Something extraordinary in the heart of Europe

Documenta 15 has at its core the concept of ‘Lumbung’, which, translated from Indonesian, is a granary where excess rice is placed and then redistributed to the community. The ‘Lumbung Orationes’ are conceived as a kind of ‘barn prayers’. A group prayer is performed by hundreds of Africans in the heart of Europe, integrating voodoo with elements of other religions; a big collective prayer that something significant will happen for Europe and the World during the opening period of Documenta 15. What will happen as a result of this prayer will be documented on this website.

But what is “true”? What is ‘true’ in a world where the truth increasingly coincides with the way the truth is communicated?

After the liberation of the concentration camps at the end of the Second World War, the allied forces organised “tours” for the German civilians inside the concentration camps to show them what the “truth” was. In turn, these ‘special tours’ were filmed by a camera to demonstrate a second truth: to show the world what had happened and that the German population had learned the truth.

In 2022 it is as if each of us can organise their own ‘special tour’ for all kinds of small and big truths. Our smartphones can produce information, consume information and share information. Each one of us is a TV network. This information overload risks suffocating and anaesthetising us. To continue our metaphor: on the one hand, we can no longer understand what happened in the ‘concentration camp’ and, on the other hand, we are addicted to a thousand truths that happened in the concentration camp. Suffocated and anaesthetised. Victims and perpetrators of an information overload.

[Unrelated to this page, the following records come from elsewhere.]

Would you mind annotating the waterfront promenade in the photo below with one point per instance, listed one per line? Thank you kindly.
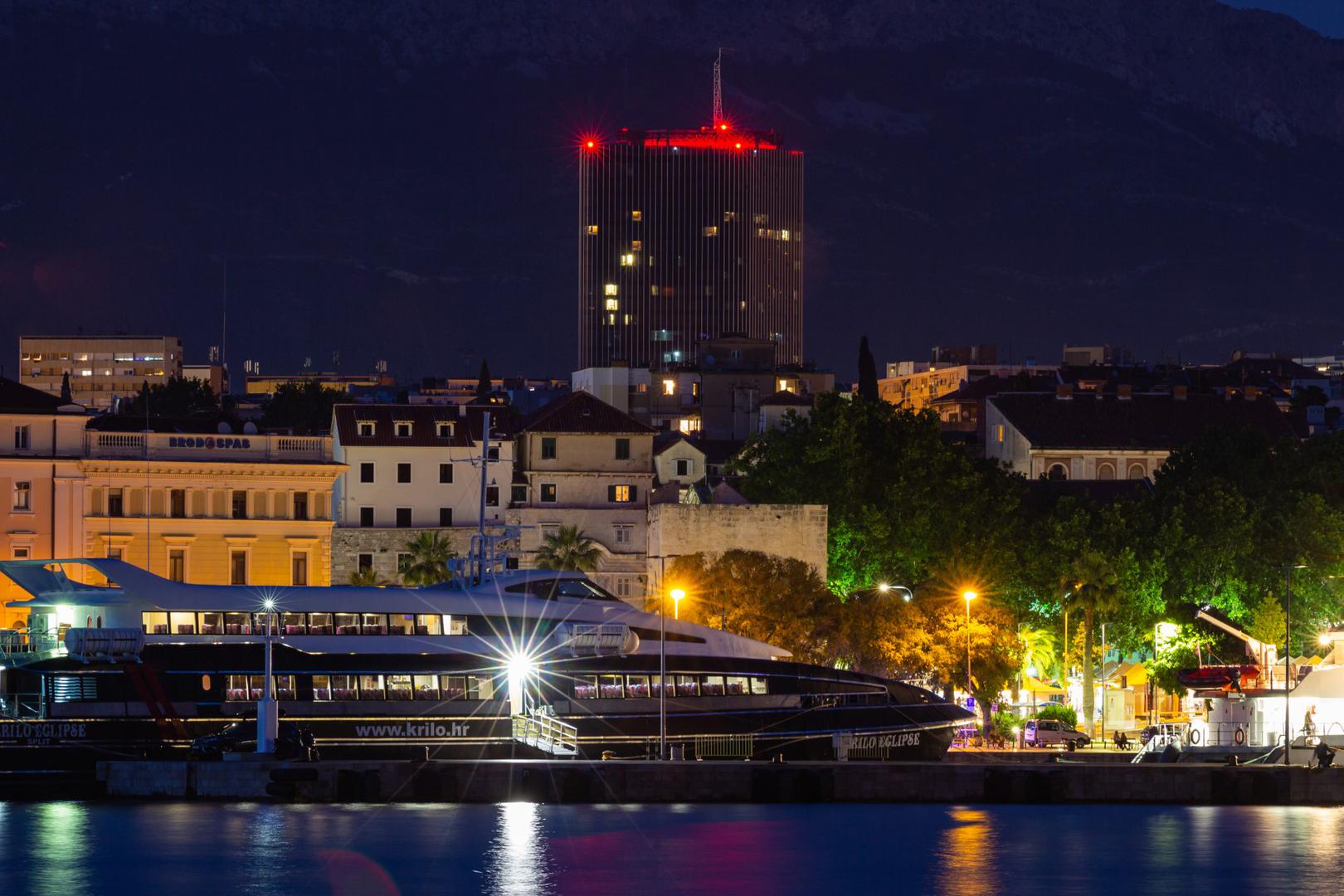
(691, 782)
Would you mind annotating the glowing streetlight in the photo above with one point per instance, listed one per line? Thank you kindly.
(969, 597)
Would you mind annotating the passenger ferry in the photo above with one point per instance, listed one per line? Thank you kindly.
(494, 663)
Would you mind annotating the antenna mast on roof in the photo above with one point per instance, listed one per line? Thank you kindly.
(718, 89)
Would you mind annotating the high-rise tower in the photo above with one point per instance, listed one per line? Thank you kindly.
(687, 236)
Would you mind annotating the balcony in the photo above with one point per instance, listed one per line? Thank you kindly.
(164, 446)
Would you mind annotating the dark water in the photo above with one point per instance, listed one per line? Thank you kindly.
(73, 848)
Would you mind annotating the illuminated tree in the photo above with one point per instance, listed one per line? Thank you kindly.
(569, 548)
(427, 561)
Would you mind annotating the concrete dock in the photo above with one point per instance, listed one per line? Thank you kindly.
(689, 782)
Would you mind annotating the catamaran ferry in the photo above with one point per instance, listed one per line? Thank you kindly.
(494, 663)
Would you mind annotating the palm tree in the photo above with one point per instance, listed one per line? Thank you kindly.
(1096, 590)
(1038, 650)
(569, 548)
(427, 561)
(368, 578)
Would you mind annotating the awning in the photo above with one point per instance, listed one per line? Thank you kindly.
(1036, 685)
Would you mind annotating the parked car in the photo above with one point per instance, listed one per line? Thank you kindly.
(1053, 733)
(292, 742)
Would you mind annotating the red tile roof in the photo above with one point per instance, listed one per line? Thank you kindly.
(424, 419)
(585, 414)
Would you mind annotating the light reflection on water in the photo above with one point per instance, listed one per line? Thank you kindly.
(73, 848)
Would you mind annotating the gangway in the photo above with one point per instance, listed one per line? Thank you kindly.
(541, 730)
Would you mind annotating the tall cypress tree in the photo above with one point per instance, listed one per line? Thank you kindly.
(867, 373)
(483, 383)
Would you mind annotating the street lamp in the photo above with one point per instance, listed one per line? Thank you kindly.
(969, 597)
(663, 670)
(268, 718)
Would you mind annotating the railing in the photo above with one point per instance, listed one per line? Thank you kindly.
(546, 733)
(247, 446)
(21, 705)
(19, 648)
(724, 746)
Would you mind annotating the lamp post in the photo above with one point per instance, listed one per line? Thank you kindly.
(676, 594)
(969, 597)
(268, 720)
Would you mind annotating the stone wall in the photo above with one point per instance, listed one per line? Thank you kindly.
(386, 543)
(784, 529)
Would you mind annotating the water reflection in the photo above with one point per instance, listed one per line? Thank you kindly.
(967, 855)
(518, 861)
(60, 850)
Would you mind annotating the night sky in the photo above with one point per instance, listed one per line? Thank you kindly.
(401, 183)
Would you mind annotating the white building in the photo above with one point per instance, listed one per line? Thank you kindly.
(416, 466)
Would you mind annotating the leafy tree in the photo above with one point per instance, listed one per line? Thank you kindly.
(303, 407)
(780, 601)
(867, 373)
(485, 388)
(1268, 622)
(429, 559)
(1059, 712)
(368, 578)
(569, 548)
(177, 397)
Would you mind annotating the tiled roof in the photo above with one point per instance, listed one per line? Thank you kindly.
(789, 399)
(424, 419)
(1146, 421)
(17, 398)
(582, 412)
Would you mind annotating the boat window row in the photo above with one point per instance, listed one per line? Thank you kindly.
(288, 624)
(366, 687)
(613, 687)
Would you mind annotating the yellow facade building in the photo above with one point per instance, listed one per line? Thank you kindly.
(222, 508)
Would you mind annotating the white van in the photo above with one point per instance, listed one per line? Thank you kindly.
(1051, 733)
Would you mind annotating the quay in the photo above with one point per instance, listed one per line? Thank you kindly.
(695, 782)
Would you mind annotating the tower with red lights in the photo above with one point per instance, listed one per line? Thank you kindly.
(687, 236)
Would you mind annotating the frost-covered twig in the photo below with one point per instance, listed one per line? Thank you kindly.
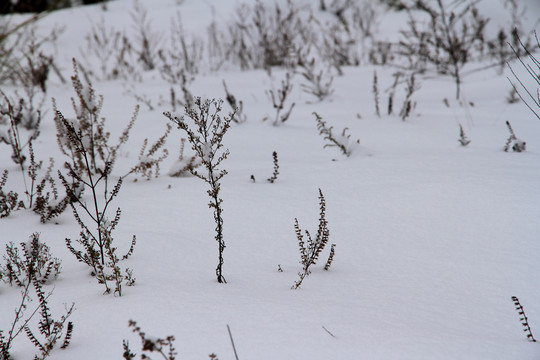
(463, 140)
(205, 132)
(276, 168)
(342, 141)
(513, 142)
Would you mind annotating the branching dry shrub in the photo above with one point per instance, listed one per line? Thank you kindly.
(51, 330)
(8, 201)
(32, 260)
(91, 127)
(309, 253)
(266, 35)
(98, 248)
(22, 56)
(149, 344)
(318, 84)
(279, 98)
(205, 130)
(342, 142)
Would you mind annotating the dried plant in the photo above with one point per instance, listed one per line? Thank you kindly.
(513, 96)
(523, 319)
(51, 330)
(147, 40)
(11, 116)
(236, 106)
(181, 56)
(103, 44)
(463, 140)
(99, 251)
(150, 344)
(408, 105)
(205, 130)
(45, 203)
(318, 84)
(276, 168)
(342, 141)
(33, 260)
(8, 201)
(279, 98)
(148, 165)
(455, 29)
(392, 93)
(92, 128)
(375, 89)
(309, 253)
(530, 94)
(184, 165)
(517, 145)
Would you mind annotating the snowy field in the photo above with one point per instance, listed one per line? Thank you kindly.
(432, 238)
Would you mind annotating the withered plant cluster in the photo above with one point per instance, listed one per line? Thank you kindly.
(30, 267)
(311, 250)
(96, 240)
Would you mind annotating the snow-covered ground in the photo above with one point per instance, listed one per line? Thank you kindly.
(432, 238)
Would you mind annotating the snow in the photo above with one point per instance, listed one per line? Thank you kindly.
(432, 238)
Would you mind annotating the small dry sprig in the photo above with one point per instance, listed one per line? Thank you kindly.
(150, 344)
(523, 319)
(375, 90)
(276, 168)
(98, 250)
(408, 105)
(342, 142)
(51, 330)
(279, 98)
(330, 257)
(92, 128)
(48, 204)
(463, 140)
(517, 145)
(309, 253)
(205, 130)
(318, 84)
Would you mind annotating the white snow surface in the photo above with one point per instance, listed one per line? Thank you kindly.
(432, 239)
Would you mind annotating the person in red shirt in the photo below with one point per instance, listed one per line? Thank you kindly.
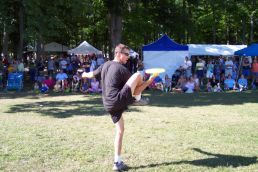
(50, 82)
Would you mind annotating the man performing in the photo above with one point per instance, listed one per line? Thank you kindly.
(119, 89)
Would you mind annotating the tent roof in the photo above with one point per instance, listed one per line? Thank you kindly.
(251, 50)
(213, 49)
(164, 44)
(84, 48)
(55, 47)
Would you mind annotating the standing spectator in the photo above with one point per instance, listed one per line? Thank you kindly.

In the last 10-15 years, the progressive digitalisation of our lives has deluded us into believing that we live in an interconnected community. In reality, the internet and social networks lock each of us into individualistic cages. Each one of us in this cage has to optimise their performance and is led to exalt his narcissism. We have eliminated rituals from our lives. The ritual, like the “feast day”, allows us to live the “time of the gods”, the solemn time. The ritual becomes an interstice where we can recover the relationship with our roots (the earth) and the mystery of transcendence (the sky).

When I was a child, I learned a Catholic prayer from St Bernard that allows one to see any request made to God granted. I remember that this prayer has always worked, and I am convinced that it will work again this time, integrated in the Voodoo ritual organised in Kassel. Not only will this “collective prayer” have consequences, but these consequences will be evident and can be documented on this website. Art allows us to take this luxury, this space of possibility. This “Lumbung of Prayers”.

a ritual that breaks the cage of colonialism

Colonialism implies the domination and corruption-buying of the Other and the Different. The Other and the Different are domesticated and sterilised to become acceptable.

Contemporary art often presents works related to cultures that tend to be marginalised, we can think of indigenous cultures, Afro-American culture, but also women’s rights and the LGBTQ world. But these artworks tend to sterilise these cultures and make them acceptable and digestible. In all these cases, we can indeed speak of a ‘return colonialism’ for works that are domesticated and to be hung in some luxury flat.

On the contrary, this ritual represents an authentic, shameless and wild force that posits prayer as the supreme good: an immaterial good that is put outside the logic of money, purchase and utilitarian exchange. The nature of the project and its gratuitousness shatter the cages of any old colonialist scheme. Sarcastically and ironically, this ritual seems to satiate the West’s desire for the exotic and politically correct: so many people from a different culture purifying themselves in order to be accepted. In reality, the Voodoo ritual, which also incorporates elements of other religions, represents a purification ritual necessary for prayer. This ritual in the heart of Europe wants to be a ‘premonition’ of a possible future and wants to celebrate an authentic and equal cultural exchange. 

In the Mediterranean region there is a “demographic transition” that in just one century will cause the inhabitants of Africa to grow by 530%, going from 43.5 million to 274 million people. The tensions unleashed by the Russian-Ukrainian war further challenge the values of Europe and the Western world. The inability to export grain from Ukraine may cause a severe famine in Africa itself. Moreover, climate changes have rendered some areas of Africa uninhabitable (the UN expects about fifty million climate refugees only from Africa by 2050); strong political instabilities have resulted in civil wars and genocides in Sudan, Eritrea, Central Africa, Congo, Libya and Chad; finally, 30 million people are suffering from starvation in Ethiopia, Somalia, South Sudan, northern Kenya, and around Lake Chad.

Every kind of instability implies a sudden and traumatic relationship with the Other and the Different. “Lumbung Orationes” arrive in Kassel as a “positive attack” aimed at reconstructing sense and meaning. Can we see the great migratory flows and the relationship with other cultures as a source of strength? Is it possible to eliminate all underhand colonialist relations in this encounter? On this site, we will see if the striking and manifest effects of this prayer can answer these questions.